Im Prinzip besteht sein Duchflusszytometer aus drei Teilen: am Anfang werden die Zellen eng hintereinander aufgereiht. Ein Fluss aus Mikroflüssigkeiten führt sie dann durch einen schlangenlinienförmig gewundenen Mikrokanal (vgl. die Zeichnung oben) und in den Erkennungsbereich. Dort zeichnet eine hochauflösende Kamera ihre Grösse, Form und Struktur anhand der Lichteffekte auf. Zuletzt können sie nach ihren Eigenschaften sortiert werden.

Schnappschüsse auf Schlaufen

Ein Clou des Ansatzes ist, dass die Zellen mehrere parallele Schlaufen durchlaufen. So kann die Kamera eine grosse Zahl von Zellen präzis aufnehmen. Das beschleunigt deMellos Verfahren, und es ermöglicht die Ausführung bei ausserordentlich hohen Durchsätzen. «Die Kombination von Mikrofluidik mit Bildgebung ermöglicht die Anreicherung von Information», sagt er. In herkömmlichen Ansätzen hingegen registriert ein Detektor an einem bestimmten Punkt jeweils eine Zelle nach der anderen.

Drei Arten von Bildern lassen sich mit seiner Technologie gewinnen: Dunkelfeld-Bilder mit Information über Form und Struktur einer Zelle (diese Bilder zeigen farbige Strukturen vor einem dunklen Hintergrund), Hellfeld-Bilder mit Information über die Zellgrösse und leuchtfarbige Bilder mit Information zum Erscheinungsbild und der inneren Struktur einer Zelle.
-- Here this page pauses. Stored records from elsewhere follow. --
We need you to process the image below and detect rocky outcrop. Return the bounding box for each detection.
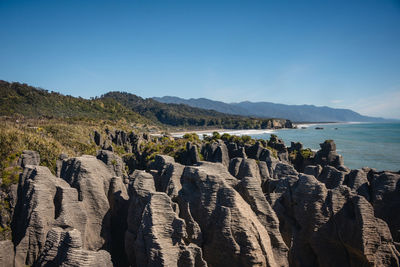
[314,140,343,168]
[18,150,40,168]
[96,150,128,179]
[370,171,400,247]
[0,240,14,266]
[201,140,229,167]
[35,228,113,267]
[0,138,400,267]
[180,162,286,266]
[12,165,87,266]
[61,156,114,250]
[266,175,399,266]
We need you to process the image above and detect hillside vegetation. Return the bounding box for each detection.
[0,81,285,129]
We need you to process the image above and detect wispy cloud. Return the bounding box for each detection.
[350,88,400,119]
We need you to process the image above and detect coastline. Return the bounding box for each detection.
[162,122,366,137]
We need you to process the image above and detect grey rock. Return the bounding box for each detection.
[304,165,322,178]
[150,155,175,172]
[370,171,400,244]
[96,150,128,178]
[258,161,271,183]
[135,192,207,267]
[125,170,156,265]
[236,177,289,266]
[318,166,346,189]
[291,176,399,266]
[0,240,14,266]
[202,140,229,167]
[61,155,114,250]
[18,150,40,168]
[185,142,200,165]
[154,159,184,199]
[35,228,113,267]
[273,162,298,179]
[343,170,371,201]
[56,153,68,177]
[180,165,288,266]
[12,165,86,266]
[314,140,343,168]
[93,131,104,146]
[271,175,399,266]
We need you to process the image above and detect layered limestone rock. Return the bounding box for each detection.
[35,228,113,267]
[0,240,14,266]
[0,139,400,267]
[268,175,399,266]
[370,171,400,243]
[201,140,229,167]
[61,155,114,250]
[96,150,128,181]
[18,150,40,168]
[180,162,287,266]
[12,165,87,266]
[125,170,207,267]
[315,140,343,168]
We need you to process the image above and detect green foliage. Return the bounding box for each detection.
[300,148,314,159]
[212,132,221,140]
[0,81,148,123]
[100,92,280,129]
[241,135,251,144]
[182,133,200,142]
[267,146,278,159]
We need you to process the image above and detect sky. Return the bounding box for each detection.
[0,0,400,118]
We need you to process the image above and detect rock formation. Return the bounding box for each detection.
[0,137,400,267]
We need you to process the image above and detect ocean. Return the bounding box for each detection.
[182,123,400,171]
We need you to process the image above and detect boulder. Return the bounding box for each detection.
[304,165,322,178]
[273,162,298,179]
[271,175,399,266]
[134,192,207,267]
[370,171,400,244]
[18,150,40,168]
[0,240,14,266]
[186,142,200,165]
[236,176,289,266]
[343,170,371,201]
[12,165,87,266]
[180,164,288,266]
[318,165,346,189]
[314,140,343,168]
[125,170,156,266]
[202,140,229,167]
[96,150,128,178]
[61,155,114,250]
[93,131,104,146]
[35,227,113,267]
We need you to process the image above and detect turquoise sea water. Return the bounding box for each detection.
[250,123,400,171]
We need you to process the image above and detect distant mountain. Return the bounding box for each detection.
[153,96,389,122]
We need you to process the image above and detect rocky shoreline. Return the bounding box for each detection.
[0,130,400,267]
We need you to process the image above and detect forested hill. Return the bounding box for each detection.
[153,96,389,122]
[0,81,291,129]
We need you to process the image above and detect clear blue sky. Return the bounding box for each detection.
[0,0,400,118]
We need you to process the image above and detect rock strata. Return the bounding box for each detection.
[0,137,400,267]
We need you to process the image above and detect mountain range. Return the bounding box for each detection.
[153,96,390,122]
[0,80,291,129]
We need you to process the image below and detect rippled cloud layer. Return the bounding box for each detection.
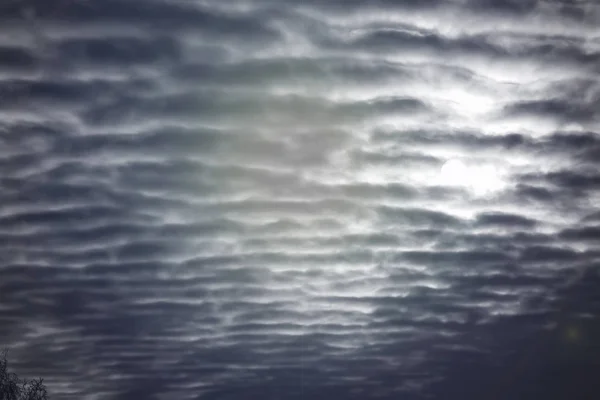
[0,0,600,400]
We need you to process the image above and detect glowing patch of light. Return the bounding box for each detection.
[439,159,506,196]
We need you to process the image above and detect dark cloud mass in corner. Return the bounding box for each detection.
[0,0,600,400]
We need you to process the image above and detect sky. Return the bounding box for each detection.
[0,0,600,400]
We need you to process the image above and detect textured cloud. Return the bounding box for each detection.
[0,0,600,400]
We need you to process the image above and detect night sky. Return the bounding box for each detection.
[0,0,600,400]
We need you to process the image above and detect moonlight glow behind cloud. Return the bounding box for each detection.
[0,0,600,400]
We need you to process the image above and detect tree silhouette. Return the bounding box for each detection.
[0,350,48,400]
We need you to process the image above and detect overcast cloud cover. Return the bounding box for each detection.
[0,0,600,400]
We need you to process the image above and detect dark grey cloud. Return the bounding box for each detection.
[0,0,600,399]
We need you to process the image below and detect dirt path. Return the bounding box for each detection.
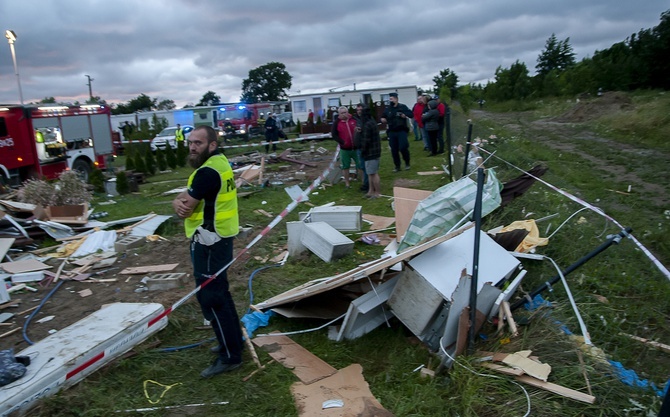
[472,105,670,208]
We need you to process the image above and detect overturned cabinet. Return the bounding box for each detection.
[388,229,523,351]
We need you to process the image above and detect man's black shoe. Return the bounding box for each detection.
[200,358,242,378]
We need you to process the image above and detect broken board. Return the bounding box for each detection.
[0,303,168,416]
[252,335,337,384]
[119,264,179,275]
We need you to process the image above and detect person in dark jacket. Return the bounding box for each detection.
[265,112,279,153]
[381,93,413,172]
[354,103,370,193]
[360,106,382,198]
[421,100,440,156]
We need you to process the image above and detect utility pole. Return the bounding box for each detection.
[86,74,95,101]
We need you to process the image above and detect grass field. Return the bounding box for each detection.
[33,93,670,417]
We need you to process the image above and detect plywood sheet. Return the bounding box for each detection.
[252,336,337,384]
[291,363,393,417]
[119,263,179,275]
[393,187,433,242]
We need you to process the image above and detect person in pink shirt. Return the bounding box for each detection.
[330,106,362,188]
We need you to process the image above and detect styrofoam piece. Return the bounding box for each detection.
[409,228,520,299]
[286,222,307,256]
[311,206,363,232]
[336,276,398,342]
[0,274,12,304]
[0,303,168,416]
[300,222,354,262]
[145,272,187,291]
[12,271,44,284]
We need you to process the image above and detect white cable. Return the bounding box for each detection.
[256,313,347,336]
[547,207,589,239]
[440,336,530,417]
[544,256,593,345]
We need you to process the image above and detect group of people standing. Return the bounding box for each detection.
[331,104,382,198]
[331,92,446,198]
[412,95,447,156]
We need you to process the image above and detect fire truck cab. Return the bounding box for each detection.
[218,103,272,140]
[0,104,113,186]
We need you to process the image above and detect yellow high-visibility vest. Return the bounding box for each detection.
[184,154,240,238]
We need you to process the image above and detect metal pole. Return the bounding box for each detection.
[463,120,472,176]
[468,168,484,354]
[444,106,454,182]
[511,227,633,310]
[9,39,23,106]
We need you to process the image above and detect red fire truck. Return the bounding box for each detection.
[218,103,273,140]
[0,104,113,186]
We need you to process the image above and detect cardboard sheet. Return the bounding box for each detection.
[252,336,337,384]
[291,363,394,417]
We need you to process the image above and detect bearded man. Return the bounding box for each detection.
[172,126,243,378]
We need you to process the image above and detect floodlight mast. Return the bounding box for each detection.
[5,29,23,106]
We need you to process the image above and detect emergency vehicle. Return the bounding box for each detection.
[0,104,113,186]
[218,102,274,140]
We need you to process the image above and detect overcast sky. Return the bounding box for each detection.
[0,0,670,107]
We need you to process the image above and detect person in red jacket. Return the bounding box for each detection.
[330,106,362,188]
[433,95,447,153]
[412,96,426,142]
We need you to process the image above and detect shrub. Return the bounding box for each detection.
[54,171,93,205]
[133,152,147,174]
[116,171,130,195]
[156,149,167,171]
[125,146,135,171]
[144,149,156,175]
[165,143,179,169]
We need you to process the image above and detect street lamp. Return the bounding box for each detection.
[5,29,23,106]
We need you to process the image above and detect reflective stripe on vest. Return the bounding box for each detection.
[184,155,239,237]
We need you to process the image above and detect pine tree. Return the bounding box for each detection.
[125,146,135,171]
[116,171,130,195]
[133,152,147,174]
[165,143,179,169]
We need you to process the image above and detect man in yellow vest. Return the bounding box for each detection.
[174,123,184,146]
[172,126,242,378]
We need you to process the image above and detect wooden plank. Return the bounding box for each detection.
[0,237,16,261]
[516,375,596,404]
[0,259,51,274]
[252,335,337,384]
[481,362,523,376]
[363,214,395,231]
[119,263,179,275]
[252,223,474,310]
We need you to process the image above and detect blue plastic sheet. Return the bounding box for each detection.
[240,310,274,338]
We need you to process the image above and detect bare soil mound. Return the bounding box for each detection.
[554,92,633,123]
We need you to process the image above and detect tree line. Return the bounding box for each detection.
[52,10,670,114]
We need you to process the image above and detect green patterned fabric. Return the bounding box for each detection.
[398,169,502,253]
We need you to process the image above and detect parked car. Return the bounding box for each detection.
[151,125,193,152]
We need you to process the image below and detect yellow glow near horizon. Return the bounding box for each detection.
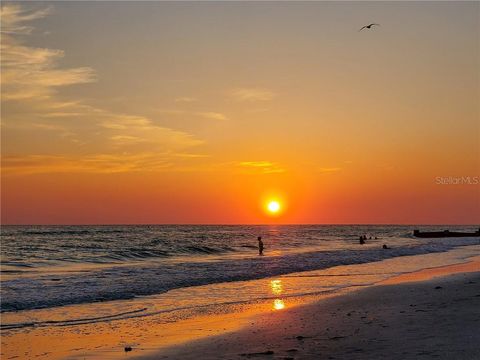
[267,200,282,214]
[273,299,285,310]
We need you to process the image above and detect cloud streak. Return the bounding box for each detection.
[1,4,204,173]
[230,88,276,102]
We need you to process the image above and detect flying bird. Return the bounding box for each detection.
[358,23,380,31]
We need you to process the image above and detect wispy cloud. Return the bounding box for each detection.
[318,167,342,174]
[230,88,276,102]
[0,4,96,100]
[1,4,205,173]
[157,110,228,121]
[174,96,198,103]
[237,161,286,174]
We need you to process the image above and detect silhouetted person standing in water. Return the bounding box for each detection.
[257,236,263,255]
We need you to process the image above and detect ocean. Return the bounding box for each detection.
[1,225,479,313]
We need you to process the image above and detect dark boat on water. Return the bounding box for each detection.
[413,228,480,238]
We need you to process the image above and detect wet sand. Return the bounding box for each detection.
[141,261,480,360]
[1,251,480,359]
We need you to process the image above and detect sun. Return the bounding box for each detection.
[267,200,282,214]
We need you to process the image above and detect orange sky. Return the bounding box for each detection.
[1,2,480,224]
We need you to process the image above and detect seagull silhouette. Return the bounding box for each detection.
[358,23,380,31]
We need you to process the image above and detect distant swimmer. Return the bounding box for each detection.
[358,23,380,31]
[257,236,263,255]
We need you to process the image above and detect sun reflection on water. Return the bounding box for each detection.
[273,299,285,310]
[270,279,285,310]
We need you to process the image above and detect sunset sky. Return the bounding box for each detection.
[1,1,480,224]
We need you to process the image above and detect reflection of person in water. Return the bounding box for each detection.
[257,236,263,255]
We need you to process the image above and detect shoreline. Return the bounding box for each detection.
[2,248,480,359]
[142,270,480,360]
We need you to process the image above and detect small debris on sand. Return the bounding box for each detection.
[240,350,274,357]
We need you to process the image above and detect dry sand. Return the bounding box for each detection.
[143,272,480,360]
Besonders die Gewinnung morphologischer Information hebt deMellos Ansatz von anderen, fluoreszenz- oder mikrofluidbasierten Ansätzen ab.

Bildgebung wie bei «Papa Flash»

Bei einem Problem kam deMellos Gruppe die langjährige Erfahrung in der tröpfchenbasierten Mikrofluidik und bei optischen Methoden zugute: Wenn Tröpfchen, Zellen oder Kleinstpartikel sehr schnell fliessen, werden die Bildaufnahmen – wie bei Fotografien – mitunter verzerrt und unscharf.

Die Lösung des Problems entnahm die Forschungsgruppe der Geschichte: Zur Belichtung der Zellen setzen sie auf stroboskopische Belichtung, die den kontinuierlichen Fluss der Zellen – wie eine Zeitlupe – in eine Abfolge von Standbildern aufgliedert. Weltbekannt wurde diese Methode durch den Erfinder des Stroboskop-Blitzgeräts, Harold E. Edgerton, auch «Papa Flash» genannt. Seine Kultfotos aus den 1960er-Jahren gingen um die Welt.

Dank der stroboskopischen Belichtung lassen sich einzelne Zellen, die sich mit einem halben Meter pro Sekunde und in grossen Mengen bewegen, scharf aufnehmen.

Um die Leistungsfähigkeit ihrer Methode zu testen, hat deMellos Mitarbeiter Stavros Stavrakis zusammen mit zwei Studierenden eine grosse Zellpopulation untersucht und dabei lebende, sterbende und tote Zellen anhand ihrer Fluoreszenz unterschieden. In einem nächsten Schritt wollen die ETH-Forscher die Methode mit Blick auf bakterielle, nanowissenschaftliche und industrielle Anwendungen weiterentwickeln.